Salesforce is on the verge of acquiring Buddy Media for $800 million, according to a new report from AllThingsD. Buddy Media’s products allow companies to create and manage customized content on social networks such as Facebook and Twitter; it also offers analytics for monitoring user engagement across social networks.
When asked about the possible acquisition, a Salesforce spokesperson emailed that the company “does not comment on rumors or speculation.”
Enterprise firms seem to be taking an interest in companies that deal in cloud-based social marketing. Earlier in May, Oracle entered into an agreement to acquire Vitrue, which offers tools for managing organizations’ Facebook, Google+ and Twitter activities, for a rumored $300 million (officially, the terms went undisclosed). Vitrue products also include the Vitrue shop, billed as a “social commerce solution,” and an analytics tool for tracking engagement and fan growth.
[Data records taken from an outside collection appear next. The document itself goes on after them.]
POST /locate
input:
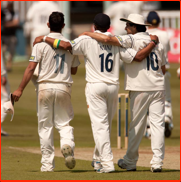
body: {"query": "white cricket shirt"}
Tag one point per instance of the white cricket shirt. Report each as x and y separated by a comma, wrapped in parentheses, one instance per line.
(54, 64)
(146, 75)
(38, 14)
(163, 38)
(102, 61)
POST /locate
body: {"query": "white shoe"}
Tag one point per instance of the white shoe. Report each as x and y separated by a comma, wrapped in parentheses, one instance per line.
(123, 165)
(69, 156)
(155, 170)
(96, 165)
(104, 170)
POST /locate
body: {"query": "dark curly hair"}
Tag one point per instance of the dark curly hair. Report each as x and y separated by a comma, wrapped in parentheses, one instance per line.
(56, 21)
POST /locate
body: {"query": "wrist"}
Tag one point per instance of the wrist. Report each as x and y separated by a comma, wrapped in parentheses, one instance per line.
(154, 42)
(44, 38)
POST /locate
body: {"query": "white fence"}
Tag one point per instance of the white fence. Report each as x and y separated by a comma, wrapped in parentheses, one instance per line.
(169, 19)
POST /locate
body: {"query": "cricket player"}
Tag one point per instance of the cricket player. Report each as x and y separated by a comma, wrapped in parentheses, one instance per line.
(37, 17)
(154, 19)
(5, 92)
(54, 94)
(122, 9)
(102, 63)
(145, 81)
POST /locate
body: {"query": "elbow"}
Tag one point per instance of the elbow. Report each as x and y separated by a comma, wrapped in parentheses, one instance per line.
(66, 46)
(138, 58)
(107, 40)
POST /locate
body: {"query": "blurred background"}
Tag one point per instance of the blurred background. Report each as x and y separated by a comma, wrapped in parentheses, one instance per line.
(79, 16)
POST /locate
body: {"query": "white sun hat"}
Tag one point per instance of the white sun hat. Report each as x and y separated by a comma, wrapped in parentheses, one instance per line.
(136, 19)
(8, 107)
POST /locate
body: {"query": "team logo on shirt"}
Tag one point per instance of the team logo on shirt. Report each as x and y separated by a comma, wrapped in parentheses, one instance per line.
(72, 42)
(32, 58)
(120, 39)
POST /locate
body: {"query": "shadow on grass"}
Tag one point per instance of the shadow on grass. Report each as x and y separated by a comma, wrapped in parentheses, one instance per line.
(16, 135)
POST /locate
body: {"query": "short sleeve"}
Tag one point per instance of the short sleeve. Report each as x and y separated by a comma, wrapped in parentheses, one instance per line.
(125, 41)
(36, 54)
(127, 54)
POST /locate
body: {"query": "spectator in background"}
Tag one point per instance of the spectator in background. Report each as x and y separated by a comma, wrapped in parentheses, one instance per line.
(5, 92)
(154, 19)
(37, 18)
(10, 23)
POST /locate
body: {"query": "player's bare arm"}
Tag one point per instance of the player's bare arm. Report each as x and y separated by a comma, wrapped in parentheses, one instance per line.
(62, 45)
(111, 40)
(163, 69)
(3, 80)
(103, 38)
(74, 70)
(26, 78)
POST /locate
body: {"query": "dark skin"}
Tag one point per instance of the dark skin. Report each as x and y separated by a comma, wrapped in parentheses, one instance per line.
(67, 46)
(28, 75)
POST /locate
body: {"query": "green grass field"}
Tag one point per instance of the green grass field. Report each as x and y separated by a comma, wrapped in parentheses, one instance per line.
(19, 165)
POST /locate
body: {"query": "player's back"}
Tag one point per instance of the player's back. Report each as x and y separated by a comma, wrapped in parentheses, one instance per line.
(54, 64)
(39, 14)
(102, 61)
(163, 38)
(146, 75)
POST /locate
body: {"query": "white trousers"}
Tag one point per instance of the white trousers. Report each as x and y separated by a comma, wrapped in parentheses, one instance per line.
(5, 93)
(102, 102)
(140, 103)
(55, 109)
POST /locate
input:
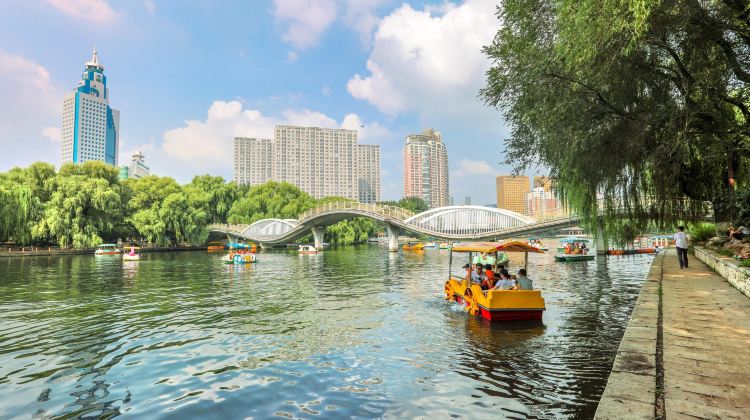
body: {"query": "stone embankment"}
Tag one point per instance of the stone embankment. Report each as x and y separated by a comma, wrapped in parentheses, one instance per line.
(42, 252)
(686, 350)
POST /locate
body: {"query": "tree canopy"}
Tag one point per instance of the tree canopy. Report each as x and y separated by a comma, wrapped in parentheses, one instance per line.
(644, 104)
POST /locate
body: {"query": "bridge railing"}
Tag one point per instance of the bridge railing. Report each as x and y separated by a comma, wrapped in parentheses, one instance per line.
(379, 209)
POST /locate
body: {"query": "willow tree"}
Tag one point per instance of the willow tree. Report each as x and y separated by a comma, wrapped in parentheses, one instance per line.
(644, 104)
Oracle will presumably graft Vitrue’s capabilities into its own sales and analytics offerings. As speculated by AllThingsD, Salesforce could do something similar with Buddy Media, incorporating the latter’s offerings into its CRM platform.
If Salesforce indeed makes the buy, Buddy Media would become its second big Facebook-related purchase in little over a year. In March 2011, the company acquired Radian6, which built tools for monitoring activity on Facebook and other social networks, for $276 million in cash and $50 million in stock. At the time, Salesforce was quite open about its intentions to bake Radian6 assets into its Sales Cloud, Service Cloud, and Force.com platform.
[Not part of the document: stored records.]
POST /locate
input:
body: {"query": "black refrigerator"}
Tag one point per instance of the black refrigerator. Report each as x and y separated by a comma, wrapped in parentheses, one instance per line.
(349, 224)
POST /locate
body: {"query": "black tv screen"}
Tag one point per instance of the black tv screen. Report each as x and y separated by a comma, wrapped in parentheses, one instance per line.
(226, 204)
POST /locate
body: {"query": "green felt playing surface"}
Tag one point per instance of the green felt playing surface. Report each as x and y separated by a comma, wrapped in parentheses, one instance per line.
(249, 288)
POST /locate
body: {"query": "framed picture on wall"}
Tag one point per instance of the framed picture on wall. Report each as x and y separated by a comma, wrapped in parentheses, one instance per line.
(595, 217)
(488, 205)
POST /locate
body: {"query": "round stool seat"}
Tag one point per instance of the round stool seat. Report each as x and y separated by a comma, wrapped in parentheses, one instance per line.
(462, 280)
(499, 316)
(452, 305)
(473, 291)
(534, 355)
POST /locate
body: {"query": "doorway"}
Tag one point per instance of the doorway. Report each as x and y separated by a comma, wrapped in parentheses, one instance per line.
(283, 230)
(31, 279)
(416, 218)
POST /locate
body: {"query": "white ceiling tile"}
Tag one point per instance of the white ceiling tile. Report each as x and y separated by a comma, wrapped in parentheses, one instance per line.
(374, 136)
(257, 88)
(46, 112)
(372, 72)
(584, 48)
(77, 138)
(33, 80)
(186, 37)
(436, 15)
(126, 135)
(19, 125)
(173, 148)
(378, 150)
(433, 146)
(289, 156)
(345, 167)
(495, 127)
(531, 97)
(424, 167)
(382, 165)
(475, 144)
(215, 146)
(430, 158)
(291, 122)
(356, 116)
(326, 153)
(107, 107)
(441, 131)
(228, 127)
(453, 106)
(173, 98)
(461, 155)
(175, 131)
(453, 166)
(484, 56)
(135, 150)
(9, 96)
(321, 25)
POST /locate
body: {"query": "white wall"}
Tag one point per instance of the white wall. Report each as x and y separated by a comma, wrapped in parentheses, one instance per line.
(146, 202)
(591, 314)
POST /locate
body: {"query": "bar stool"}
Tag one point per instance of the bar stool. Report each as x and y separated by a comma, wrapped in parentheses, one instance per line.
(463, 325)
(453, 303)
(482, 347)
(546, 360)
Facebook: Fad or Useful Tool?
Facebook, by virtue of holding data related to the lives of roughly 900 million people, has transformed into something of a fatted calf for companies looking to gather, slice, and dissect massive amounts of demographic and marketing information.
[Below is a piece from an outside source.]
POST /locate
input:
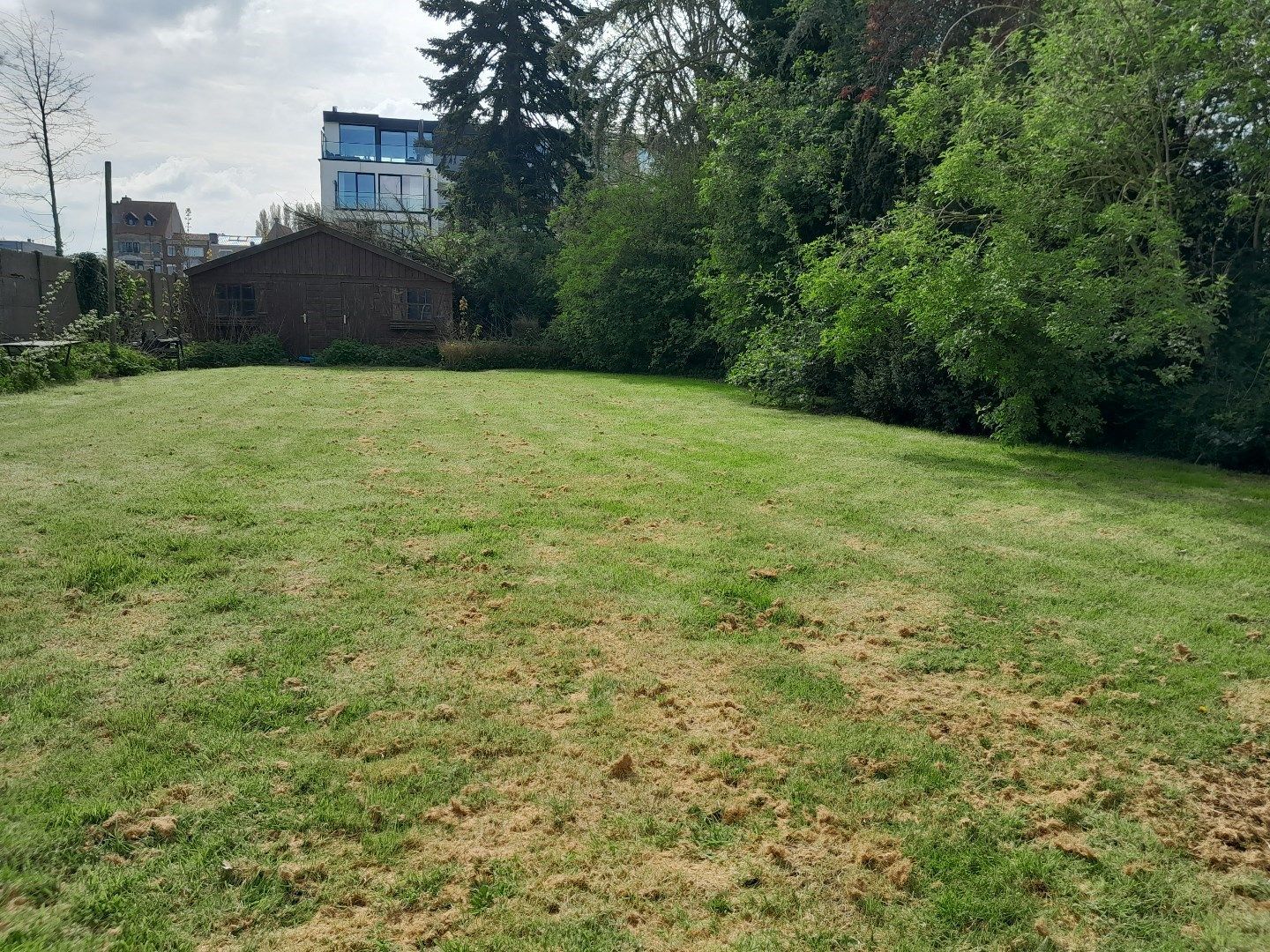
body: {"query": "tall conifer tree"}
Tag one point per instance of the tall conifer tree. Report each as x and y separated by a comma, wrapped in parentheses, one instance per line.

Companies such as Buddy Media, Vitrue and Radian6 aim to filter that social data and apply it to marketing purposes; the Oracles and Salesforces of the world buy those companies up, thinking their own products will become that much more powerful with a hefty dose of social-marketing muscle; but it remains to be seen whether these acquisitions, and the resulting integration of various software platforms, will result in robust CRM tools.